DIA
DE LA PATRIA
El
aroma del café hace travesuras por el patio reviviendo lo que toca con su
aliento. Mi madre, otra vez, extiende su brazo, y yo bebo de su mano la ternura
de aquel gesto. La casa vuelve a mí como un día de lluvia: las ventanas siguen abiertas
a los cuatro vientos; las puertas gritan de euforia por mi retorno, y mi camisa
empieza a empaparse, mientras celebro en su pecho la fiesta de su maternidad la
alegría de haber nacido, la belleza de estar vivo. ¿Estás ahí? -Pregunta la madre-, que no se cansa de ser
madre, como no se cansa de repartir entre muchos cariños, panes, bendiciones porque
sólo sabe dar. Es su fe, su mandamiento, su ley de vida. ¿Estás ahí? Me susurra en el oído y me acerca
el vaso de su risa una vez más.
La
madre viene, toma mi vida como cada vida que engendrara, vuelve a la mesa… Su
resplandor tiñe la luz de la lámpara de haces dispersos entre sombras; se
sienta conmigo mientras seca sus manos, manos que conocen la entraña del agua y
del barro mojado como la palabra simple, moja con una sonrisa mis labios mientras su
presencia se hace cierta, se hace grande, se mueve como la brisa por toda la
casa; late como la flor temprana, que no sabe que es flor, pero es bella, que
le extiendo en diciembre. La madre, a
veces triste, me sirve un plato de arroz triste, y yo devoro, en el recuerdo,
cada uno de los granos, espulgando los churúes de mi
infancia. Cada cucharada es salada por la tristeza de la casa y un vaso
melancólico me seca la pesadumbre agolpada en la garganta.
Ella
me lanza desde el fondo de la risa su alegría decantada, feliz de tenerme en
casa, orgullosa del amor que compartimos en viejas anécdotas, repetidas,
siempre nuevas. Yo la miro con la ceguera de quien ve, a través de las cosas, y
la adivino linda debajo de sus canas, detrás de cada arruga, vigente en su
consejo.
¿Estás
ahí?- Me indaga con esa voz gastada- y
me devuelve, con su tierna ancianidad a la mesa, al plato solitario, a la sed
del vaso a media asta, al pie descalzo de la infancia, de la rodilla rota, el
pie lacerado y el pantalón recosido. ¿Estás ahí?- Me interroga-, con un eco
alucinante mientras raciona los platos en la cocina, y el niño, que todavía soy,
busca su aroma en el aire, y los besos vuelan, buscando la estrella de su frente,
la flor ruborizada de su mejilla…
Se
me ha muerto la mujer de mi vida, hoy que es el día de la Patria, que la
nombrará más que a la Patria misma, y la he sepultado debajo de este calendario,
sin flores que se pudren ni recuerdos que se cristalizan… Se me ha ido, se me fue mientras la resucitaba, cuando mi boca se
desbordaba en suspiros. Se fue sin dolor,
por eso no hay queja en los guiños que me dan los días que me quedan, que me
quitan, que ahora sobran. Era mujer por
engendradora. Mujer por coraje, es
decir, mujer dos veces…
Me
perdí en su matriz, en la frescura de sus ovarios, ora marchitos. Fui uno solo de sus hijos, diez veces
repetido, y a veces su padre fui.
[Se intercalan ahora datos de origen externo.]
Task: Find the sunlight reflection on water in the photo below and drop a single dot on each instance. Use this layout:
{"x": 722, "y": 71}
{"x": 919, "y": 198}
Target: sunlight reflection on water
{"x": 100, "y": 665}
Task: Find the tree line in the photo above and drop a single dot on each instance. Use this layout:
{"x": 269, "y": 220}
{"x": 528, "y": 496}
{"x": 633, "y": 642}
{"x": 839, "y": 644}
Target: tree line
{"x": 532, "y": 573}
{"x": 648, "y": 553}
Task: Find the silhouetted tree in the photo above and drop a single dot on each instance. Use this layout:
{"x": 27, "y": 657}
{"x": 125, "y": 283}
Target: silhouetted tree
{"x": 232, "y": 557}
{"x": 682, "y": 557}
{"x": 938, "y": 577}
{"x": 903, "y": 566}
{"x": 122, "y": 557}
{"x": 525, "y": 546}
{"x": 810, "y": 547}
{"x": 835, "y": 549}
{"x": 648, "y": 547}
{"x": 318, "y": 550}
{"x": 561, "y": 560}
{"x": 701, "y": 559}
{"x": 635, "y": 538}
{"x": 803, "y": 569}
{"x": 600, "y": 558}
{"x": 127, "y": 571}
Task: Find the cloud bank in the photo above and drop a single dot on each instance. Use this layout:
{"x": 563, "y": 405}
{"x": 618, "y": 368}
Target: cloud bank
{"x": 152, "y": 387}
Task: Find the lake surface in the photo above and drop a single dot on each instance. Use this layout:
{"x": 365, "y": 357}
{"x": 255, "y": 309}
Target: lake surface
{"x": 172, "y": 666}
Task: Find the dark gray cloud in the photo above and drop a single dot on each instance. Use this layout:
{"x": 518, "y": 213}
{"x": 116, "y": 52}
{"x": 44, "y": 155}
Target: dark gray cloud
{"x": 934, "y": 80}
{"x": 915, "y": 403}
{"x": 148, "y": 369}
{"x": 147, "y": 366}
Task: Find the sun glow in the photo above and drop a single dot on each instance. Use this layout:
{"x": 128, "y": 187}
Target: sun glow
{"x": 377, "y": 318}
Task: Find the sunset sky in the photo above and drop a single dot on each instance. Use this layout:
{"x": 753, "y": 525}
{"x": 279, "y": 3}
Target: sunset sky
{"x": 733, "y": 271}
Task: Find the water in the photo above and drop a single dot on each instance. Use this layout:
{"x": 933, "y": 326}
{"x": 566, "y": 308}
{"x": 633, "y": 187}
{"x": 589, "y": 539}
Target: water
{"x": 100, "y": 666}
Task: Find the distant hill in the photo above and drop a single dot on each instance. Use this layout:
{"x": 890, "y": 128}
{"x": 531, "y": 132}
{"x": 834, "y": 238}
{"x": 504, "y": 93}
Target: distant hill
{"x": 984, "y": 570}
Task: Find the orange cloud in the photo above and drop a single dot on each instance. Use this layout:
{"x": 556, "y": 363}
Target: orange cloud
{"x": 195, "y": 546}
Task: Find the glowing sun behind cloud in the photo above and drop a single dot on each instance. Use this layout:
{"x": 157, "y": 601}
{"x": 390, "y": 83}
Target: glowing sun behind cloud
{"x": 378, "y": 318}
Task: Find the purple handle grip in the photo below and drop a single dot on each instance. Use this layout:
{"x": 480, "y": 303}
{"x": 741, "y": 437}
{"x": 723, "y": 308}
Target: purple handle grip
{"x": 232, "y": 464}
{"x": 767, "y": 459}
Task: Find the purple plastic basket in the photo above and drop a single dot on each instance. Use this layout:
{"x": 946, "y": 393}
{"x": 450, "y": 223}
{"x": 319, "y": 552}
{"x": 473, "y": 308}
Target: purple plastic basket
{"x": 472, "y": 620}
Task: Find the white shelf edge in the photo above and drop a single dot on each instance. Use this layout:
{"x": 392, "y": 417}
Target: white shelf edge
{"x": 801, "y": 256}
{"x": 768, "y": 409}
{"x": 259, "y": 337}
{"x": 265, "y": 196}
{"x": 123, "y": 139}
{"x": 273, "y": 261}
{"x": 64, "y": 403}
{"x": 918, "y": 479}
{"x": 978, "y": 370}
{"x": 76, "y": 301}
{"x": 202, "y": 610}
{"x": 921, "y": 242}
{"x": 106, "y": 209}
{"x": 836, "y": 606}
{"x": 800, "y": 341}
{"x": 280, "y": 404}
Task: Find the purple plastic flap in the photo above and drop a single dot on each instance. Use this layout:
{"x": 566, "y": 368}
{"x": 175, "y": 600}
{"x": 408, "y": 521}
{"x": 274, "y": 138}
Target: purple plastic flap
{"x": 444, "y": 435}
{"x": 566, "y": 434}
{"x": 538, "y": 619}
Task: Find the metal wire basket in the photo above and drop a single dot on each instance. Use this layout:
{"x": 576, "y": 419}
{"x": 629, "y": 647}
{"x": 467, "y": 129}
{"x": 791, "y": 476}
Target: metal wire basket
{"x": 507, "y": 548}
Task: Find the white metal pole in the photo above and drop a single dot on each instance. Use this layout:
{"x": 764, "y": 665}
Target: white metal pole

Pero eso es intrascendencia y vinagre. Su
ausencia se queja en cada sorbo de café, vino o cerveza. Coño estoy triste y ni siquiera es porque
ella no está. Se trata de que yo, ya no soy yo, me he vuelto invisible, no
estoy cuando estoy, y devuelvo los buenos días por inercia. Un gallo viejo me despierta cada mañana y en su canto granuloso me recuerda mi propia
decrepitud…
¿Estás
ahí? … de que se puede jactar esa
pequeña muerte inútil, no puede deshacer la vida que nos diste: pedazo de agonía
hecha pedazos, por ese coraje que te trajo al mundo, en la respiración de cada hijo oriundo de tu útero.
¡Está
aquí! porque se sabe querida, única, irrepetible, como suele ocurrir con cada
madre, que reta al frío, la mudez y al desamparo.
Hoy
volveremos a cantar el sagrado himno maternal de tu soberanía.